The original Cowboy Bebop would have a totally serious dark brooding episode like “Black Dog Serenade” and jump to a completely goofy off the wall episode like “Mushroom Samba.” That’s part of its charm. In the live action, while it maintains a more even tone throughout the season, the tone of each episode has plenty of dark brooding and goofy moments. The spirit of the original is there even while doing its own thing, and that’s for the better overall. Thankfully, this show isn’t a one for one shot remake of the original. Quite early on the show sets itself apart as telling the original story but in a whole new way, and for the most part, it’s a solid retelling.
The Real Folks Blues
One of the biggest questions coming in was can these actors pull off these characters from the Cowboy Bebop anime. And when it comes to our main three, I can say they do, especially Mustafa Shakir as Jet. This was, by far, the best choice of the show. Mustafa comes in with the weary big dad energy Jet exhumes in the original. He gets the energy down, the mannerisms, and naturally gets the voice spot on. THIS IS JET! No questions. And his centric episode was by far my favorite of this series. John Cho as Spike was the biggest point of contention coming in, and he channels Spike well. He has that cool low-key energy and that goofiness that Spike has. At times the writing has him lean a bit more into the goofy side, but it still works.

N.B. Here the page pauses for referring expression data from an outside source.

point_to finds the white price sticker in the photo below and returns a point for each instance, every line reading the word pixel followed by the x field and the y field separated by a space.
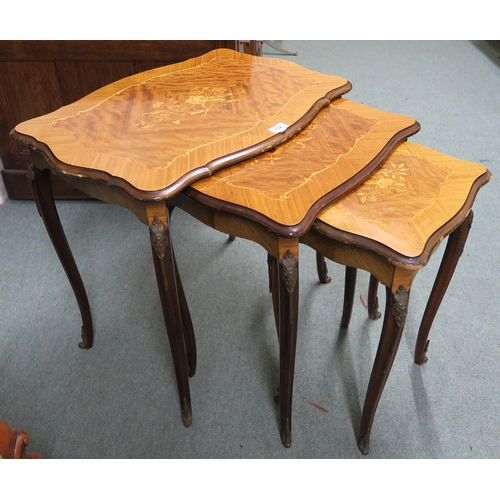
pixel 279 127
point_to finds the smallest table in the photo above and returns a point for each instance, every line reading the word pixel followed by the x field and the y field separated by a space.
pixel 390 226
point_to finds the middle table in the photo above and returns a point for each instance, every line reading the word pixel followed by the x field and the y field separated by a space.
pixel 274 199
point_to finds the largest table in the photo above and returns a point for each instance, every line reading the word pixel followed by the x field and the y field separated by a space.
pixel 141 141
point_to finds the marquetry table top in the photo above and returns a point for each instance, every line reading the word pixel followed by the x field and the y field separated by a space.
pixel 153 133
pixel 285 189
pixel 416 198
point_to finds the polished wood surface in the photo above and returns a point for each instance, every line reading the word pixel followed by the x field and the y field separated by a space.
pixel 40 76
pixel 390 226
pixel 153 133
pixel 139 141
pixel 274 198
pixel 286 188
pixel 410 204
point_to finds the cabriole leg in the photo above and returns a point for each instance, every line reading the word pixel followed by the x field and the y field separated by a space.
pixel 287 331
pixel 41 185
pixel 394 319
pixel 349 290
pixel 451 256
pixel 167 286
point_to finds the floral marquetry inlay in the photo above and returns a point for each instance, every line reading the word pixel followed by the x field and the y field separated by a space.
pixel 198 101
pixel 339 143
pixel 385 182
pixel 414 192
pixel 159 129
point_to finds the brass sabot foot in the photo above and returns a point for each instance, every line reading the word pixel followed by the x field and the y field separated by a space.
pixel 286 435
pixel 84 343
pixel 364 443
pixel 187 414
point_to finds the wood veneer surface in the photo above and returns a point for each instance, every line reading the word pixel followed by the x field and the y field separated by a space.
pixel 286 188
pixel 148 131
pixel 408 201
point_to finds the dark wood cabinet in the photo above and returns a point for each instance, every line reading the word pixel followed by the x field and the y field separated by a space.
pixel 38 77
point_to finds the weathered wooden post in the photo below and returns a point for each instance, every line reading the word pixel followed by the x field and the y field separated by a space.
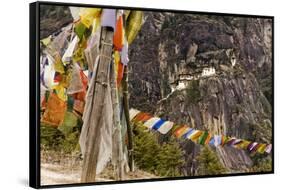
pixel 92 143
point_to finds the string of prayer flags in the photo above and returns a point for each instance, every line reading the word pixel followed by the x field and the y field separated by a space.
pixel 69 51
pixel 196 136
pixel 55 109
pixel 134 23
pixel 118 34
pixel 87 15
pixel 108 18
pixel 68 123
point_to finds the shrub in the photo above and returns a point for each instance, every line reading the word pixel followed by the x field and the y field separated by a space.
pixel 193 92
pixel 149 155
pixel 208 163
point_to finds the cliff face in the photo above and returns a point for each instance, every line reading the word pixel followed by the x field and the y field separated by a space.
pixel 209 72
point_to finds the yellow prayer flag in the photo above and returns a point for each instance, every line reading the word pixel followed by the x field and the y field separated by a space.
pixel 134 24
pixel 87 15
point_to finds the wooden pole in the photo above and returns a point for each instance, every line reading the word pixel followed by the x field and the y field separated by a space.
pixel 127 116
pixel 101 84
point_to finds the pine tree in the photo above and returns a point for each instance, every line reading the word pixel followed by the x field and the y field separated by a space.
pixel 170 159
pixel 164 160
pixel 208 163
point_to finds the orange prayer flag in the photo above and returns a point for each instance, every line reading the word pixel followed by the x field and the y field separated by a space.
pixel 118 35
pixel 120 73
pixel 55 109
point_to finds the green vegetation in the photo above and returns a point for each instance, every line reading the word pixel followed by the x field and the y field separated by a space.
pixel 262 163
pixel 53 139
pixel 262 132
pixel 208 163
pixel 193 92
pixel 163 160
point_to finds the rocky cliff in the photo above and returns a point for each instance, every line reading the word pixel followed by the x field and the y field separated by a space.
pixel 167 78
pixel 210 72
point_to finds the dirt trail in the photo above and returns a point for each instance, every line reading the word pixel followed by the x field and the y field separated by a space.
pixel 70 172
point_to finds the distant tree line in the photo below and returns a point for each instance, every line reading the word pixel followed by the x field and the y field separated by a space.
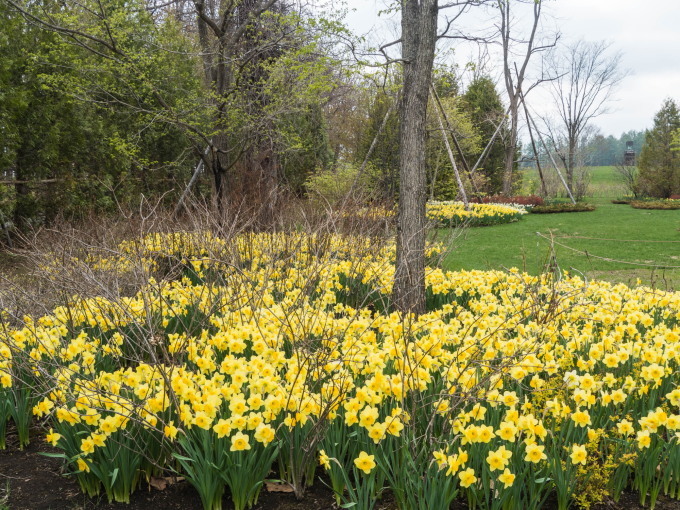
pixel 596 149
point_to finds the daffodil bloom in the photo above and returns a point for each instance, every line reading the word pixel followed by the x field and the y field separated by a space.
pixel 535 453
pixel 643 439
pixel 467 477
pixel 53 437
pixel 239 442
pixel 507 478
pixel 365 462
pixel 578 454
pixel 498 459
pixel 324 460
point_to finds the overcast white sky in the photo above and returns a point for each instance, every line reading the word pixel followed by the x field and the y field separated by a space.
pixel 646 32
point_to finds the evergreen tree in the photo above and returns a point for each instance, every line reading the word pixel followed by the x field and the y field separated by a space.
pixel 486 110
pixel 659 163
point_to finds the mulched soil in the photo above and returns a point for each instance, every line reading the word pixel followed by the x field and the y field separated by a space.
pixel 29 481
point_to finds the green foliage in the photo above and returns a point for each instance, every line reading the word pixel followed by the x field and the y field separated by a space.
pixel 483 104
pixel 86 120
pixel 333 185
pixel 659 163
pixel 441 177
pixel 385 157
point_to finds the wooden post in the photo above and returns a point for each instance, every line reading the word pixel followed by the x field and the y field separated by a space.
pixel 453 161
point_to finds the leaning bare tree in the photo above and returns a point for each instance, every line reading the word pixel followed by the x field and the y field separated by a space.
pixel 514 73
pixel 586 75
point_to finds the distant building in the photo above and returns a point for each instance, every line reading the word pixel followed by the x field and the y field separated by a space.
pixel 629 155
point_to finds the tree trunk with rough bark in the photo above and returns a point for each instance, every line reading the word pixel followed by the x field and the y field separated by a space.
pixel 418 41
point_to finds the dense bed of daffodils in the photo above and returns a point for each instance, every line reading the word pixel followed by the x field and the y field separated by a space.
pixel 452 214
pixel 279 353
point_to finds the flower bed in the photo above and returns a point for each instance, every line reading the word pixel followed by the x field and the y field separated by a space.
pixel 525 200
pixel 280 352
pixel 453 214
pixel 666 205
pixel 558 208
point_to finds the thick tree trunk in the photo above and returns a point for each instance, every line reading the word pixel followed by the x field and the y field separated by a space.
pixel 418 40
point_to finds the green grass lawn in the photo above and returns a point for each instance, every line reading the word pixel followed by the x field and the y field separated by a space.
pixel 615 243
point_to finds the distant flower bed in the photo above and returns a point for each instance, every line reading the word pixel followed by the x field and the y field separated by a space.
pixel 557 208
pixel 525 200
pixel 666 204
pixel 453 214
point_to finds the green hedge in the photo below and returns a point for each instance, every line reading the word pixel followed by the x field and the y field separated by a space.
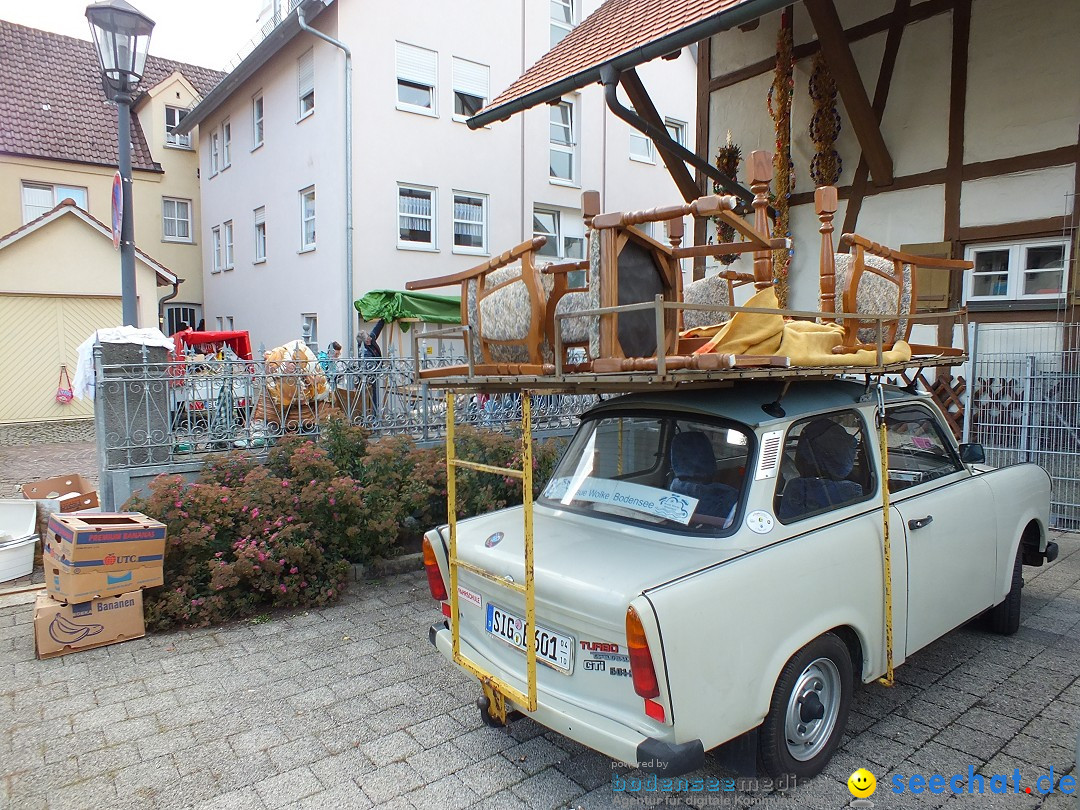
pixel 252 536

And Daniella Pineda does a great no nonsense curse like a sailor Faye Valentine. Now, Faye’s character has been tweaked. She doesn’t rely on sexuality to get what she wants, she’d rather just put a bullet in you and ask questions never. Some will love it, some will hate it, but it’s still Faye at the end of the day and Pineda really carries her own. A great part of the story is having these characters interact on a more personal level with each other more than the original, and the story really does benefit from these little moments.
Carry That Weight
Outside of our main three, characters get a lot more screen time and development. Gren (Mason Alexander Park) is completely different, and Ana (Tamara Tunie) receives a lot more time and urgency and this is for the better. But that’s not to say all the characters have been changed for the better. A lot of them are expanded on, and it gives them more to portray. But one change I feel was absolutely for the worse was Vicious. Alex Hassell does just fine acting out what was written, but his story itself is one of the biggest overhauls that just isn’t a great change. Without spoiling it, this right here, is not Vicious. The same can be said for Julia (Elena Satine). I understand wanting to expand the characters, but their storylines are the most boring parts of the show.
The Uncanny Valley
As I watched the show there was one thing that bugged me that I couldn’t quite figure out. I’d see scenes and think, “This feels very Cowboy Bebop, if I saw this animated it would fit perfectly. So why isn’t it working?” And then it clicked, it’s goofy. Goofy, but not in a good way. Some of the action and fight scenes work, but other times it just doesn’t click to the human eye. Some fights feel slow, and the hits just don’t land like they should while the editing can make a simple move look cheap and poorly planned. The show feels really close to nailing it but what sticks out really sticks out. Kind of like an anime uncanny valley, as close as it gets to nailing it, it just falls short.
That’s not to say it isn’t a decent attempt of showing their own interpretation, it just doesn’t quite hit the mark. And that’s the shame of it all, anime may never get that universally great live action adaptation, we might never cross that uncanny valley.